Eventually I graduated and got out of there. Spent a few years at college and out seeing the world, and when I finally came home and started getting caught up, I heard that he had really turned his life around. In the span of a few short years, something had caused him to clean himself up, find God, and really start to become a force for good in the community... and then he started learning to fly private planes and died in a crash. To this day I really don't know what to think about him.
He may be an athlete, but not all athletes are assholes and bullies,
Technically true. In my entire K-12 experience, I knew a grand total of one football and/or basketball player who was not.
Those aren't good odds, though, especially since my family moved around a lot during those years so I got to know a whole lot of different athletes from a lot of different schools.
So you think that normal people, say those who are not under the iron rule of a academic administration, are held to liability for affirming in a forum someone's claim that they fraternized with a coworker or colleague?
That's hardly a fair question, since for people outside of school, such "fraternization" does not constitute a felony.
My first job out of high school, as is so commonly the case for kids not born with a silver spoon in their mouths, was working in fast food. Two of my coworkers were dating. They made no secret of it, and the boss was just fine with it as long as they didn't let it become disruptive, which they didn't. At least, until one of them started training to become a shift manager. That would have changed their relationship to "fraternizing with the chain of command," as it were, and apparently that was a big no-no. But even then it wasn't that big a deal; they just transferred her to work at another branch a few miles away and everyone was fine.

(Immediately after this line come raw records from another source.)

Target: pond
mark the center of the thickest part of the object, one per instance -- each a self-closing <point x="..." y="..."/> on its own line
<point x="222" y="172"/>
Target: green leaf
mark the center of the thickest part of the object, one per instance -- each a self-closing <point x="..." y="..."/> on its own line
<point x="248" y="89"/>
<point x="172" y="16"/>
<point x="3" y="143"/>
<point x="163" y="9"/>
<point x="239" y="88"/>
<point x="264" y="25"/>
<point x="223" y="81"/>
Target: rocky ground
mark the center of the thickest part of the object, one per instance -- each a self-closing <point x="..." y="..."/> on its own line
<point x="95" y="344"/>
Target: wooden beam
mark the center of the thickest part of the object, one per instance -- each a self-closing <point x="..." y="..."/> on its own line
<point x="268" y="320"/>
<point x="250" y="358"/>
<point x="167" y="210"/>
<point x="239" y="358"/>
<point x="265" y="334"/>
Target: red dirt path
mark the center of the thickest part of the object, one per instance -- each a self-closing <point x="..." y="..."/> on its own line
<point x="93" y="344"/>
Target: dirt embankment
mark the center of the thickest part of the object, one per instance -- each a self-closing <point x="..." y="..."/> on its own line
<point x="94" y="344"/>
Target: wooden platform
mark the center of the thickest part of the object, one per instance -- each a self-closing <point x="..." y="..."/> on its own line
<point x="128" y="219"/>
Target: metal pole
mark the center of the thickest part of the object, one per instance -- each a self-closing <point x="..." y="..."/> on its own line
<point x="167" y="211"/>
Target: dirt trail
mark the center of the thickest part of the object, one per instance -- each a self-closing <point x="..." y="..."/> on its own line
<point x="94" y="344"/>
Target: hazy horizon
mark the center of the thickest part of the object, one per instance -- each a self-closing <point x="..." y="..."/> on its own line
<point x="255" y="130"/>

Speaking of ruined lives, in the rest of the blogosphere, untold amounts of online abuse goes unpunished and disregarded by authorities even when the abuse forces relocations or identity changes.
Oh, I know. Some lawmakers are trying to fix that by enacting much-needed cyberbullying legislation, and it's a bit distressing to see Techdirt come out against it over and over.
...or they're just not interested in all the effort and stress it would require, as appears to be the case with Elizabeth Warren. (One of the few people in today's political scene who I'd consider a truly good candidate for President.)
Re: Well, you're certainly demonstrating that it isn't clearly NOT hyperbole...
If by "ruin his life" you mean "strip away the shield of privilege that protects top athletes and make him just as responsible for his actions as any ordinary person," then yes, I absolutely do want to see him brought down to the same level of "ruin" that everyone else experiences as "normal."